Si le jugement du ler décembre 1998 confirmé par l'arrêt de la Cour d'appel du 12 septembre 2000 a fait droit à l'action paulienne engagée par la Société générale et lui a rendu inopposable cet apport, il n'a pas eu pour effet d'opérer le retour de l'immeuble dans la communauté X.../Y.... Cet immeuble demeurant la propriété de la S.C.L, il ne constitue plus un bien commun susceptible de bénéficier de la protection édictée par l'article 1415 du code civil.
Les décisions précitées ayant constaté le caractère frauduleux de l'apport et retenu la complicité de la S.C.L, la Société Générale était bien fondée à inscrire une hypothèque sur l'immeuble appartenant au tiers complice de cette fraude.
En conséquence les époux X... et la S.C.I. Saint-Thomin seront déboutés de leur demande tendant à voir ordonner la mainlevée de l'hypothèque dont s'agit et la S.C.I. sera déboutée de sa demande en dommages et intérêts pour abus de saisie.
X SUR LES DÉPENS
Les dépens seront supportés in solidum par les époux X... et la S.C.I. Saint-Thomin qui succombent en leur appel.
Les époux X... et la S.C.I. Saint-Thomin seront déboutés de leur demande formée en application de l'article 700 du nouveau code de procédure civile et condamnés in solidum à payer, à ce titre, à la Société Générale une somme de 750€.
PAR CES MOTIFS
La Cour,
Confirme le jugement en date du 14 juin 2006 en toutes ses dispositions.
Y ajoutant,
Donne acte à Madame Josiane Y... épouse X... et à la S.C.I. Saint-Thomin de leur intervention volontaire en cause d'appel.
Constate que les causes d'irrecevabilité ont disparu au jour où la Cour statue.

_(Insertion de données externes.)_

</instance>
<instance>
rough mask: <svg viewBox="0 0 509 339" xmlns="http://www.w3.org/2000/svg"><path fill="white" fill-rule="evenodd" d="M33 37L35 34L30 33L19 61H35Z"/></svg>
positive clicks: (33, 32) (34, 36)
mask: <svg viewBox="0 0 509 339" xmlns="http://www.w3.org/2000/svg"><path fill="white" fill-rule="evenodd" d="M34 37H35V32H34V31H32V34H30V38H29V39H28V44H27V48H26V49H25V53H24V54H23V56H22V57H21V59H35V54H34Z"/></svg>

Déboute Monsieur Bertrand X..., Madame Y... épouse X... et la S.C.I. Saint-Thomin de leur demande en mainlevée de l'hypothèque judiciaire définitive inscrite par la S.A. Société Générale sur l'immeuble situé commune de Nostang, Landevant, cadastré section ZE nº 62, 63 et 137.
Déboute la S.C.I. Saint-Thomin de sa demande de dommages et intérêts pour saisie abusive.
Déboute Monsieur Bertrand X..., Madame Y... épouse X... et la S.C.I. Saint-Thomin de leur demande formée en application de l'article 700 du nouveau code de procédure civile.
Condamne in solidum Monsieur Bertrand X..., Madame Y... épouse X... et la S.C.I. Saint-Thomin à payer à la S.A. Société Générale une somme de sept cent cinquante euros (750,00 €) en application de l'article 700 du nouveau code de procédure civile.
Condamne in solidum Monsieur Bertrand X..., Madame Y... épouse X... et la S.C.I. Saint-Thomin aux dépens qui seront recouvrés selon les dispositions de l'article 699 du nouveau code de procédure civile.